Did Gucci Just Free Fashion From the Hell of Its Own Making?
Gucci says no to fashion show bloat.
In the fashion industry, being constantly busy is both the biggest status symbol and the biggest curse. There’s an endless parade of parties, and appointments, and dinners, and trips, and go-sees, and, of course, fashion shows, and at each and every one of those gatherings you’re likely to find someone perched in some VIP section complaining about how it was all just too much (even if that person fought to get on the list for entry).
Fashion show bloat has become increasingly pronounced in the past decade or so. Where once there were just spring and fall shows for ready-to-wear and couture, now there’s the globe-trotting parade of resort and pre-fall collections. Throw separate menswear shows into the mix, and some houses hosted over eight shows a year.
Gucci had settled into a rhythm of five per year, but in Instagram posts uploaded as quarantine diaries, creative director Alessandro Michele revealed that the brand will cut down to just two.
“We will meet just twice a year, to share the chapters of a new story. Irregular, joyful, and absolutely free chapters, which will be written blending rules and genres, feeding on new spaces, linguistic codes, and communication platforms,” wrote Michele in one update.
“I would like to leave behind the paraphernalia of leitmotifs that colonized our prior world: cruise, pre-fall, spring-summer, fall-winter,” he continued. “I think these are stale and underfed words.”

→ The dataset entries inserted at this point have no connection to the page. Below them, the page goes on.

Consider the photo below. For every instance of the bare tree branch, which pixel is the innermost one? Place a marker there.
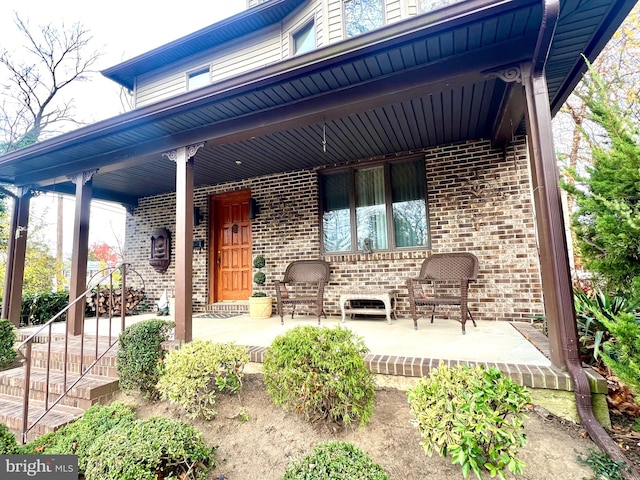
(51, 59)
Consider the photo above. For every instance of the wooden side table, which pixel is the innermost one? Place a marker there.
(387, 297)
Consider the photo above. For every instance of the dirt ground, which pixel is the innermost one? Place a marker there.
(261, 446)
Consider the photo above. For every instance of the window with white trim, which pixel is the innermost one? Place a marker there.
(377, 207)
(304, 40)
(199, 78)
(362, 16)
(430, 5)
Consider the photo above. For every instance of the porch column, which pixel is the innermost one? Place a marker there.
(554, 255)
(16, 254)
(183, 157)
(78, 282)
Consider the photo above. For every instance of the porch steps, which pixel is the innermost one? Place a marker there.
(227, 308)
(99, 386)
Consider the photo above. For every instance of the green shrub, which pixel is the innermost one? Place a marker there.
(335, 460)
(320, 372)
(150, 449)
(8, 442)
(39, 308)
(76, 438)
(603, 466)
(621, 353)
(474, 415)
(139, 353)
(192, 376)
(7, 343)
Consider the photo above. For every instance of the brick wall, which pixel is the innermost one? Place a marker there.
(479, 201)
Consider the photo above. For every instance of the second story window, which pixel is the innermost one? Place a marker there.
(304, 40)
(362, 16)
(430, 5)
(197, 79)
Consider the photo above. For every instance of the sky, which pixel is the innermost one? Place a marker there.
(121, 30)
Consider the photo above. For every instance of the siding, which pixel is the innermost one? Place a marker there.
(255, 51)
(499, 230)
(298, 19)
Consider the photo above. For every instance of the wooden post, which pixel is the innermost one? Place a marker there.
(16, 255)
(554, 255)
(184, 240)
(78, 282)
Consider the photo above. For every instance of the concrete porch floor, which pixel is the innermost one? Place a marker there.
(517, 349)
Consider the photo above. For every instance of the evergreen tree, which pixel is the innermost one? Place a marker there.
(606, 219)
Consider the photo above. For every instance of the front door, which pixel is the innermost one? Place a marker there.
(231, 239)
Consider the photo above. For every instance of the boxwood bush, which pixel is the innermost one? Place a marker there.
(140, 351)
(77, 437)
(320, 373)
(335, 459)
(7, 343)
(193, 375)
(150, 449)
(8, 442)
(475, 415)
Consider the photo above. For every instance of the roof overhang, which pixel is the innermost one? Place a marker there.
(432, 79)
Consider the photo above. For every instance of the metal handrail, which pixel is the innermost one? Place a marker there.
(28, 342)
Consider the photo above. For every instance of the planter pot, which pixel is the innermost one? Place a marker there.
(260, 307)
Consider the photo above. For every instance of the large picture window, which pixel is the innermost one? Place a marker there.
(381, 207)
(362, 16)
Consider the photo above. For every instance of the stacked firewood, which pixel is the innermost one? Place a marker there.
(102, 301)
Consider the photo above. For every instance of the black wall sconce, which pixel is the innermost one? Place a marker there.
(254, 209)
(197, 216)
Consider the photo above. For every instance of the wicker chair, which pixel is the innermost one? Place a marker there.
(303, 284)
(447, 277)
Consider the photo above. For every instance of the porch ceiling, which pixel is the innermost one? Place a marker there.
(423, 82)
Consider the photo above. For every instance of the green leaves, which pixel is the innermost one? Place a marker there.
(7, 343)
(192, 376)
(320, 373)
(139, 353)
(333, 459)
(473, 415)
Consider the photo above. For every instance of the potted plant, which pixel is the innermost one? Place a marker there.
(260, 304)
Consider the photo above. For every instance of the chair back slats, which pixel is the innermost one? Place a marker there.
(447, 276)
(450, 266)
(303, 271)
(303, 284)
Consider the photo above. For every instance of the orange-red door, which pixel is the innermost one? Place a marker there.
(231, 229)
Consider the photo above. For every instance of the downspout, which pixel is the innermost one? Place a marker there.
(567, 329)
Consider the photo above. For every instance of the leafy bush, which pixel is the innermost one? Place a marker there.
(76, 438)
(603, 466)
(335, 460)
(8, 443)
(7, 343)
(140, 352)
(592, 332)
(474, 415)
(150, 449)
(39, 308)
(320, 372)
(192, 376)
(621, 353)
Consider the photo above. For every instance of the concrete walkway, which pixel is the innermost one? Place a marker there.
(489, 342)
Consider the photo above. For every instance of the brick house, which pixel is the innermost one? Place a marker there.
(420, 127)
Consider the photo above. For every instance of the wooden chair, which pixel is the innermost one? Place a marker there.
(303, 284)
(446, 277)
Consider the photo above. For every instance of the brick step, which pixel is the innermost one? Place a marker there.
(11, 415)
(41, 354)
(90, 390)
(225, 309)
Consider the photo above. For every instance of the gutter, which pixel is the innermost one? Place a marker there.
(567, 330)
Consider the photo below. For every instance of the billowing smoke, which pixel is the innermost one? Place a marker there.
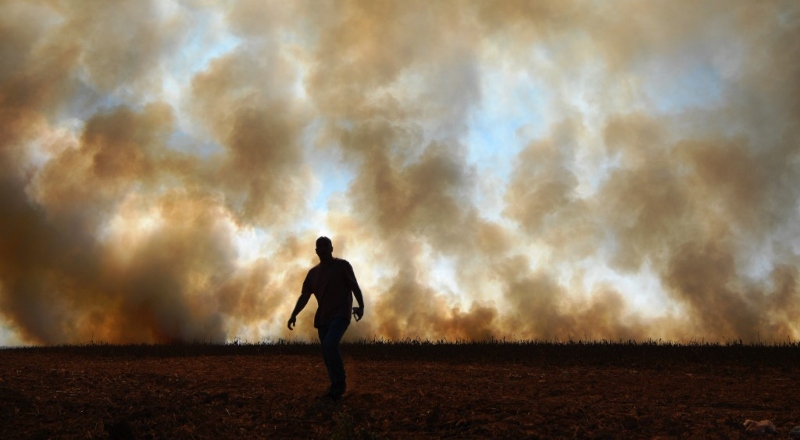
(518, 170)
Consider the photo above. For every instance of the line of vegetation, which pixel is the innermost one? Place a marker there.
(563, 352)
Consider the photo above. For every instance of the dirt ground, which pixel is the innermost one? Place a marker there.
(398, 391)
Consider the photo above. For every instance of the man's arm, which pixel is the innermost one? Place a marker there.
(351, 280)
(301, 304)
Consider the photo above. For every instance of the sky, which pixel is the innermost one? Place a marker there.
(546, 170)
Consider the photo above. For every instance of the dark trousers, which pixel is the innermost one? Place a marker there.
(330, 335)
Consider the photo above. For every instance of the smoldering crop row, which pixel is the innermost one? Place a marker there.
(126, 194)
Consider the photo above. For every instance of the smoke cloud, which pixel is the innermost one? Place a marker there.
(518, 170)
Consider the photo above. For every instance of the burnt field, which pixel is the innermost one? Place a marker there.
(399, 390)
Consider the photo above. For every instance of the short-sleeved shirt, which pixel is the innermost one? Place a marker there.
(332, 282)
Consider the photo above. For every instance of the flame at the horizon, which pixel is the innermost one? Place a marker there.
(529, 170)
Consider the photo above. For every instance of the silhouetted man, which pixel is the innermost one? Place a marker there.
(333, 283)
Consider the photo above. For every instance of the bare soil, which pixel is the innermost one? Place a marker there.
(398, 391)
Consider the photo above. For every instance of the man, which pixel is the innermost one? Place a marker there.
(333, 283)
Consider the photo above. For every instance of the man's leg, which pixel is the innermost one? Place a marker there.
(330, 338)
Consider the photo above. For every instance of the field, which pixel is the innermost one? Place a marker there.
(399, 390)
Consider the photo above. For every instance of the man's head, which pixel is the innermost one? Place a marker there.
(324, 248)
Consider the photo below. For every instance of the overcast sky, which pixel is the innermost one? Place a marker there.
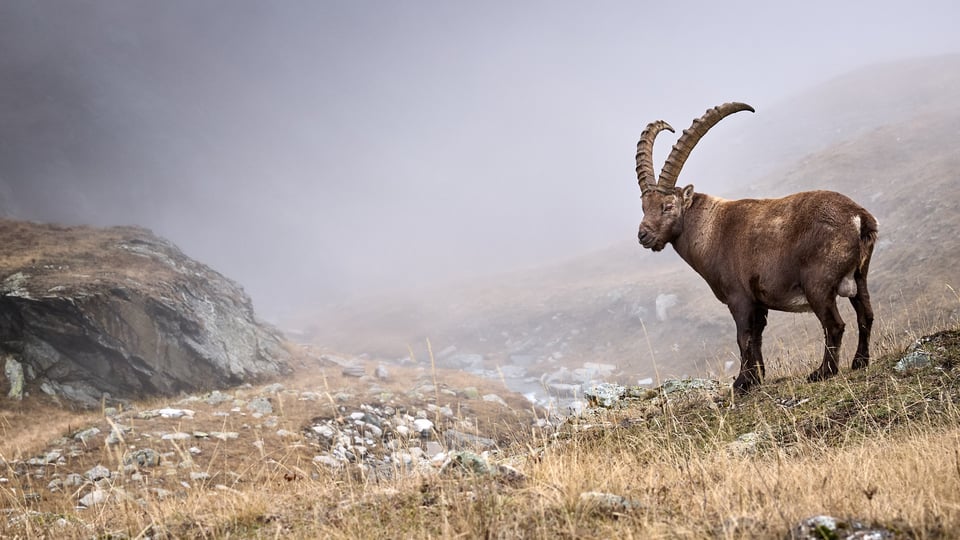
(315, 150)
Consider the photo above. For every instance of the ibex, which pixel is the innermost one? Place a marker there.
(794, 254)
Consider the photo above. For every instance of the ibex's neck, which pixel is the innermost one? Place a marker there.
(694, 244)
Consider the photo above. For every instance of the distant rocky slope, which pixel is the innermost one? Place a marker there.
(89, 313)
(891, 147)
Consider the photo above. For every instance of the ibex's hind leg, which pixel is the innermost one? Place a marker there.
(826, 311)
(750, 322)
(861, 304)
(758, 321)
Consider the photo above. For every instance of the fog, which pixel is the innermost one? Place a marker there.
(317, 151)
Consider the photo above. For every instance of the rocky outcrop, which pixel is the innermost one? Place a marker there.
(121, 312)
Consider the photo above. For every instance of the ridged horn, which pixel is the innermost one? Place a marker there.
(690, 137)
(645, 173)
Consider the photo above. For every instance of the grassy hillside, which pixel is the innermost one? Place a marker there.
(876, 447)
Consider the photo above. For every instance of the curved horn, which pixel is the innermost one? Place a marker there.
(691, 136)
(645, 173)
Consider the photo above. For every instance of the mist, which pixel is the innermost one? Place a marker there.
(317, 151)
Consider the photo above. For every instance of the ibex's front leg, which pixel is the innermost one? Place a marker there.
(750, 323)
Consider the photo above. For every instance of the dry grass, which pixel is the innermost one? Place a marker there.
(874, 445)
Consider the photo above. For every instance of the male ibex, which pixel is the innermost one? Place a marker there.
(795, 254)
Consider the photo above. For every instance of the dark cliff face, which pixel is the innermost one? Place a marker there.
(120, 311)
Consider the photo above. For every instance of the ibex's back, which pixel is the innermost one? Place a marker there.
(796, 253)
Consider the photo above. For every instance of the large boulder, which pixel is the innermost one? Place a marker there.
(122, 312)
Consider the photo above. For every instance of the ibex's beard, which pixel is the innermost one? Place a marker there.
(650, 241)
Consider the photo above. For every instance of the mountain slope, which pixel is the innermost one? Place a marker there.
(650, 314)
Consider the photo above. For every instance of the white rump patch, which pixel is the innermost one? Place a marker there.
(848, 287)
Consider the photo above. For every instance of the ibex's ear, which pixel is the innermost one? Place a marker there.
(687, 195)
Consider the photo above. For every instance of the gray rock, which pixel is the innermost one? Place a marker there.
(493, 398)
(914, 360)
(423, 426)
(274, 388)
(607, 502)
(216, 398)
(87, 434)
(432, 448)
(97, 473)
(328, 461)
(260, 405)
(14, 372)
(116, 434)
(143, 457)
(324, 431)
(823, 526)
(72, 480)
(93, 326)
(465, 361)
(747, 444)
(603, 394)
(670, 386)
(459, 440)
(95, 497)
(48, 458)
(354, 371)
(466, 462)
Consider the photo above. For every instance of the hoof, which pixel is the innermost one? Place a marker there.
(742, 385)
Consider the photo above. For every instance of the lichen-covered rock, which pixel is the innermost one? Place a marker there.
(603, 394)
(823, 526)
(14, 372)
(121, 313)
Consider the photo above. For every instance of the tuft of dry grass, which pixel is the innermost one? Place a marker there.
(875, 445)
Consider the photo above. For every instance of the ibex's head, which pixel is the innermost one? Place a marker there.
(663, 203)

Michele’s prose, like his fashion, favors the ornate, but essentially, the takeaway is that Gucci will pare down to two presentations a year (whether those will even take the form of traditional runway shows remains to be seen).
Of course, the industry as a whole has been openly grumbling about its own schedule for years now, with attempts at innovation coming in fits and starts but never quite taking hold industry-wide (see: the “see now, buy now” model, or genderless shows). Increasingly, creatives are now openly worrying about just how environmentally sustainable all those shows are (not to mention the air travel it takes to get guests there).
With the fashion calendar now at a complete standstill due to the pandemic, there has never been a better chance to actually make big changes.
In fact, it might be a necessity. In the announcement, Gucci also stated it won’t show this September at all. So, even brands that aren’t in favor of scaling back in the long term may very well have to this year, anyway.